Ребята сорвали замок с оружейного склада. Кто хватал гранаты, кто — карабины. К удивлению Хохмайстера, никто не брал фаустпатроны.
— «Лучшее оружие лучшим солдатам», — фыркнул фельдфебель. — Ну и надули же нас с этим «фаустом»!
Маркус со злостью выхватил у него из рук фаустпатрон и бросился к ограде, окружавшей мастерские. Он спрятался за грудой кирпича. Подобно отбойному молотку, стучало сердце. Маркус ни о чем не думал, ничего не соображал. Им владело только одно — выстрелить в русский танк и умереть.
Гул приближался. Теперь он различал лязг металла. Опытным ухом отметил, что гусеницы ослабли, надо давно сменить траки, что один из цилиндров работает неровно, потому, будто вздрагивая, толкается дизель в стальной утробе танка. Маркус приподнял голову, увидел облако густой желтой пыли. В нем темнела овальная,
А ему, Хохмайстеру, не хотелось уже ни стрелять, ни тем более убивать. Кому нужна лишняя кровь? Но увидев, как взмахнул руками и повалился на землю танкист, он прижался щекой к гладкому стволу «фауста», поймал в рамку прицела танк, нажал кнопку спуска. Голубая струя рванулась вперед, взвихрилась на броне фонтаном искр. Черное облако окутало русский танк. Больше у Хохмайстера не было никакого оружия, кроме пистолета. Он упал на кирпичи, зажал уши. Только теперь пришел страх. Подошли две тридцатьчетверки и самоходка «ИС». Воздух как стекло стал колоться на осколки, впиваясь в барабанные перепонки, лицо и тело. Хохмайстер хотел вскочить, бежать сломя голову от адского грохота, но не смог даже пошевельнуться. Что-то сильно и тупо ударило в голову, в глазах взвился скоп разноцветных огней и в мгновение все погасло.
Придя в сознание, Маркус перевернулся на бок, ощупал себя. Никаких ранений не обнаружил, только на затылке наткнулся на большую шишку. Недалеко от нею стоял сгоревший танк, над мастерскими ветер гонял пепел… Хохмайстер встал, покачнулся на ослабевших ногах и побрел не зная куда. По шоссе бежали люди с чемоданами, ранцами, велосипедами, детскими колясками. То обгоняя, то отставая, проходили танки, брички, грузовики с солдатами. Горели фольварки, подожженные убегавшими хозяевами.
Вечером Маркуса остановил патруль полевой жандармерии. У него не оказалось документов, были сорваны погоны. Его о чем-то спрашивали, он что-то отвечал. Так и не добившись ничего вразумительного, старший патруля кивнул на стену дома дорожного мастера.
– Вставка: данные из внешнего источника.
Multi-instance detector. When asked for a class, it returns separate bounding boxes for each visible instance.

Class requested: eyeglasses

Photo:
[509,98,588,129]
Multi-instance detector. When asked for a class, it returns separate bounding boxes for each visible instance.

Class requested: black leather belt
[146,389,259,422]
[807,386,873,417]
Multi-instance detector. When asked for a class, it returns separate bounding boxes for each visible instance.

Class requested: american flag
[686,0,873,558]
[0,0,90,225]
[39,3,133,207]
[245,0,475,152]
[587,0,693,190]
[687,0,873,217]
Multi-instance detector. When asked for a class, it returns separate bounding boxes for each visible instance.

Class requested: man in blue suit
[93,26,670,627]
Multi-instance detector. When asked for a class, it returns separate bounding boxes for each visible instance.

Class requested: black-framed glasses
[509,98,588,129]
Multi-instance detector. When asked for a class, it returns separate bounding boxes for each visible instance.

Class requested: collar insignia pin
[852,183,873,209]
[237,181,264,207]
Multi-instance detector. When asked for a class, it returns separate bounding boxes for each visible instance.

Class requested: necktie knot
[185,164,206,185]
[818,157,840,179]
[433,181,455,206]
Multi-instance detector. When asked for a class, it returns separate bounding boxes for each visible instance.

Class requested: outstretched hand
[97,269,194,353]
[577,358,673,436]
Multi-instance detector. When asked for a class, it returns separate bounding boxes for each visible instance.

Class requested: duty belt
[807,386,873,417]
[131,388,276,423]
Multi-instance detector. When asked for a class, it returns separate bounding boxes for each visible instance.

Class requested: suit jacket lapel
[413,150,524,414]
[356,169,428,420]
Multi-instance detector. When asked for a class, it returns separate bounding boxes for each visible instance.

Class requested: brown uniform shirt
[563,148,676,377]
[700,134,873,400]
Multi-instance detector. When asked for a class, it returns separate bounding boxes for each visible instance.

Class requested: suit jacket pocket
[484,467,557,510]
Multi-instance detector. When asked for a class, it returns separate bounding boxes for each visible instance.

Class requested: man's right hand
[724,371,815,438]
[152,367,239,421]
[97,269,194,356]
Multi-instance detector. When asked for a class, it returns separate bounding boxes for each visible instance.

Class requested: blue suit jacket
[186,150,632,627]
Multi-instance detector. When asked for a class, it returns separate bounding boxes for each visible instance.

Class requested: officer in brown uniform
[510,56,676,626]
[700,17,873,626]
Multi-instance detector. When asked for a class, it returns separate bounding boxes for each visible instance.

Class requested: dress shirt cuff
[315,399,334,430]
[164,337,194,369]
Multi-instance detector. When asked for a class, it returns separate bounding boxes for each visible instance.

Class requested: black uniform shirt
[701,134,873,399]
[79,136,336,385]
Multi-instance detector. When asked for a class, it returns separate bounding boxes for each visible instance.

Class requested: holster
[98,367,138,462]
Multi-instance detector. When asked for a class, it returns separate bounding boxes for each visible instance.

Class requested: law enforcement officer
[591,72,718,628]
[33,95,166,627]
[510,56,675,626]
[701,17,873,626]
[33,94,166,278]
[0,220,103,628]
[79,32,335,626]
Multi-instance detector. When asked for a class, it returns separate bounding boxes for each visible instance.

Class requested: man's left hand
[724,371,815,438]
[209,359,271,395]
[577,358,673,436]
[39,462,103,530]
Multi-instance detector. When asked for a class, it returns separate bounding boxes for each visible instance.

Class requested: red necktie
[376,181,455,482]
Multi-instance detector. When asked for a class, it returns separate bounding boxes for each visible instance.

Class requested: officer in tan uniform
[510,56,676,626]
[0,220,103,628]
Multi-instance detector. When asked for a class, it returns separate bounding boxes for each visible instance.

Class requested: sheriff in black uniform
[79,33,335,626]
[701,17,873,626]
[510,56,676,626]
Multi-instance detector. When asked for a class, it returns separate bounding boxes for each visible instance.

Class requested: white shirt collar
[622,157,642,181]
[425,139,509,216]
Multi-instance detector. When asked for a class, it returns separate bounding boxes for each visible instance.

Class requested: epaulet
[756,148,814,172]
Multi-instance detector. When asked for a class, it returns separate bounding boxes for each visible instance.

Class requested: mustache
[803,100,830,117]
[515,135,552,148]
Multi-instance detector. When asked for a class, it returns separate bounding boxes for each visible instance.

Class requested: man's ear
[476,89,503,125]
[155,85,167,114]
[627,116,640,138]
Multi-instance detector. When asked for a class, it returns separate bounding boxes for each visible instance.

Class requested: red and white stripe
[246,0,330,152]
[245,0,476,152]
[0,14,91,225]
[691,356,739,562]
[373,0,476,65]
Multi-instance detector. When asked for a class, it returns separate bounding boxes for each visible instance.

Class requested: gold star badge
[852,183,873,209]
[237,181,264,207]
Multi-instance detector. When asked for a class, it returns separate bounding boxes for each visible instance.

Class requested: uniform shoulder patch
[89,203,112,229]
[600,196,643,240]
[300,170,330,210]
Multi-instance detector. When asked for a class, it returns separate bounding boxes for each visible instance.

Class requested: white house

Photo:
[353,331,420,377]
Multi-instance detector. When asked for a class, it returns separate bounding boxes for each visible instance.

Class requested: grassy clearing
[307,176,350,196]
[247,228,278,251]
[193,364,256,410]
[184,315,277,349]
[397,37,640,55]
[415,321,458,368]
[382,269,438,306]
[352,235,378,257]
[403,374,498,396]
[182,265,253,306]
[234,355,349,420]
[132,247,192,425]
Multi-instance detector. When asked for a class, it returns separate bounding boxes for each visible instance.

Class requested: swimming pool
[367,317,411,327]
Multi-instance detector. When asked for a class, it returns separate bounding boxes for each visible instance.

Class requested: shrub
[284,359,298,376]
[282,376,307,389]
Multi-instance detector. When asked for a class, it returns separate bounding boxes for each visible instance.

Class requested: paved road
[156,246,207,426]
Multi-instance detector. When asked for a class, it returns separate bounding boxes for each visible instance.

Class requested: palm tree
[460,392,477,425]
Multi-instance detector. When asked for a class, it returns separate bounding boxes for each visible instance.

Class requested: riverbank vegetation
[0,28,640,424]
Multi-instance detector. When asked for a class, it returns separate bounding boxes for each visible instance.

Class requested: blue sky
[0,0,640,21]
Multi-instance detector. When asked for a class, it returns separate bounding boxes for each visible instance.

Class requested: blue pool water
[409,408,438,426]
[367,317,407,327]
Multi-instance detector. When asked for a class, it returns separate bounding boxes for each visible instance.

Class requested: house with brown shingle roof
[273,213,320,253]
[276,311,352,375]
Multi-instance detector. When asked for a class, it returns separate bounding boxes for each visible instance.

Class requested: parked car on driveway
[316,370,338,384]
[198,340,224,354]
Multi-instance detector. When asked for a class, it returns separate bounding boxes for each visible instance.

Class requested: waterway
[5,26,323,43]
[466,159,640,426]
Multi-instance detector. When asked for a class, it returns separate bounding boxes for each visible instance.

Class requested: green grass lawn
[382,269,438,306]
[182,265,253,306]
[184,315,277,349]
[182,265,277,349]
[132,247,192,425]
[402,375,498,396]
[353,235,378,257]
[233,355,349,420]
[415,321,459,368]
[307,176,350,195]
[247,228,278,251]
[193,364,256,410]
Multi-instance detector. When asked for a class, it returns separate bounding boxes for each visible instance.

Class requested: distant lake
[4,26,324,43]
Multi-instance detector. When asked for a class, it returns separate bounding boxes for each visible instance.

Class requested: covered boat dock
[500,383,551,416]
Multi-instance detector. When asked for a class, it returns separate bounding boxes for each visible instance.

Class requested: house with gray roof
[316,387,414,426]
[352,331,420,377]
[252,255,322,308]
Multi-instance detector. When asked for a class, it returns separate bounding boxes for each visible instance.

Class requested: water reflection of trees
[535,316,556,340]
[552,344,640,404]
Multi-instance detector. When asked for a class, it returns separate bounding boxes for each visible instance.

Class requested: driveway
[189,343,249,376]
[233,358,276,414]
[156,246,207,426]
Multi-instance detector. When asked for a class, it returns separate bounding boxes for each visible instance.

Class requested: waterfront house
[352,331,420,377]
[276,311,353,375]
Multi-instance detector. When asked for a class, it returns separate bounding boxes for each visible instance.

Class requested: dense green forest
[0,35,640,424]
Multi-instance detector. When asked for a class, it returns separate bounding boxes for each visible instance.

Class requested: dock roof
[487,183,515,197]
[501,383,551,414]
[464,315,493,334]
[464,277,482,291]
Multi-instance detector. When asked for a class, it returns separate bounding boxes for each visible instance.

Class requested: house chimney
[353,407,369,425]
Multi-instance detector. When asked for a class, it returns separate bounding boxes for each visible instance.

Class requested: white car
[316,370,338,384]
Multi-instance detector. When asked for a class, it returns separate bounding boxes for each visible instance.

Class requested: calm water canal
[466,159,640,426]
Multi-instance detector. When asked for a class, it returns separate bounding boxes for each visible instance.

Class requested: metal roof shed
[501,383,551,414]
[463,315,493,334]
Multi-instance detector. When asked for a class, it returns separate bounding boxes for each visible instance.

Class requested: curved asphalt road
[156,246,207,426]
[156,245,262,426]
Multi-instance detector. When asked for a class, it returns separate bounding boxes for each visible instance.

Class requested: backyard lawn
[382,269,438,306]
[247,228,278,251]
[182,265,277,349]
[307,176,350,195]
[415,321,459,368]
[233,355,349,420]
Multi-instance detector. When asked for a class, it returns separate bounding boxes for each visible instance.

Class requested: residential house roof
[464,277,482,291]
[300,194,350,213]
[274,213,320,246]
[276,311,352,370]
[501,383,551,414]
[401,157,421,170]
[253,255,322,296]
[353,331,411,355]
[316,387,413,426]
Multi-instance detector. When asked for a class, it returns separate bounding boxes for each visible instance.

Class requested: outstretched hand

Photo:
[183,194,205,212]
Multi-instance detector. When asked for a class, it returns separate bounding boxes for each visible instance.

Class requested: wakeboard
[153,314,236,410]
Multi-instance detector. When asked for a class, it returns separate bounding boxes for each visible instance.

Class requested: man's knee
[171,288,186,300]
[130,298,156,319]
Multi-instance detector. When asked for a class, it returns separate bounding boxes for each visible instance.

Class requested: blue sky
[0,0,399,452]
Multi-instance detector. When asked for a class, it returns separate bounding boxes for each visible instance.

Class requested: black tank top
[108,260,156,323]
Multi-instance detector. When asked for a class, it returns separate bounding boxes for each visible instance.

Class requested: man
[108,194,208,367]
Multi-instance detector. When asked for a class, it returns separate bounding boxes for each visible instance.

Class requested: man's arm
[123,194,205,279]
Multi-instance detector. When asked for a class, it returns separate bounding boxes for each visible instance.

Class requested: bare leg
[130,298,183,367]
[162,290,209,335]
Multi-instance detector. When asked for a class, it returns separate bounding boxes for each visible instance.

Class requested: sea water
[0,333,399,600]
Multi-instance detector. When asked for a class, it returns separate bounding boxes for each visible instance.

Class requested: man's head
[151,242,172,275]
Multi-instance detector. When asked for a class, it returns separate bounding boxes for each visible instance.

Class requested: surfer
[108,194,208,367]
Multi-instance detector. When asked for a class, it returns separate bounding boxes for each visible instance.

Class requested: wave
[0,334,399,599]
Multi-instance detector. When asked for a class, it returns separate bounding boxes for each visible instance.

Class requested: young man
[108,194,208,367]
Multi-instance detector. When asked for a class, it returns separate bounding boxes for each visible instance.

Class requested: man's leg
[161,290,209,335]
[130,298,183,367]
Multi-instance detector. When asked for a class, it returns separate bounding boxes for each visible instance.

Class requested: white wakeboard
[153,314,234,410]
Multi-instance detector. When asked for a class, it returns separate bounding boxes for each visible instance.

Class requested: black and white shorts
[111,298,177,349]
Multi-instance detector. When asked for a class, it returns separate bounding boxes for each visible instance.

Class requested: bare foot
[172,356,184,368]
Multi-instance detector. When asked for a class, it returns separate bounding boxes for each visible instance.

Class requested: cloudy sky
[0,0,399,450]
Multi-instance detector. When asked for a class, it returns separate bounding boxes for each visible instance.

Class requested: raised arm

Его подвели к холодной каменной кладке. Изможденный солдат с эсэсовскими знаками, в петлицах поднял автомат и стал стрелять по нему. Хохмайстер упал, удивившись, что не чувствует боли. Он лежал и лежал, с безразличным спокойствием думая о себе. Наконец он услышал, как из дома кто-то вышел.
— Надо похоронить его, не может же он здесь валяться вечно, — донесся старческий мужской голос.
— Лучше оттащить куда-нибудь подальше, — посоветовала женщина.
— Нынче тепло, от трупа будет нести, — не согласился старик.
Шумно вздохнув, он взялся за лопату и начал копать рядом яму. Маркус не мог сообразить, что это говорили о нем как о мертвом. Он уснул под убаюкивающее звяканье лопаты и пугливое покашливание женщины.
— Надо позвать пастора, — неуверенно сказал старик.
— Мы даже не знаем его имени, — ответила женщина.
— Но он немец.
— Теперь немцев никто не согласится отпевать…
Его приподняли за ноги и голову, спихнули в яму. Больно ударившись головой о стенку, он издал громкий стон. «Я не мертвый!» — хотелось крикнуть ему, но из груди вырвался лишь кроткий всхлип. Старик стал вытаскивать его из ямы, повторяя с суеверным страхом:
— Господи, кто бы мог подумать…
— Мы же видели своими глазами, как в вас стреляли! — воскликнула женщина.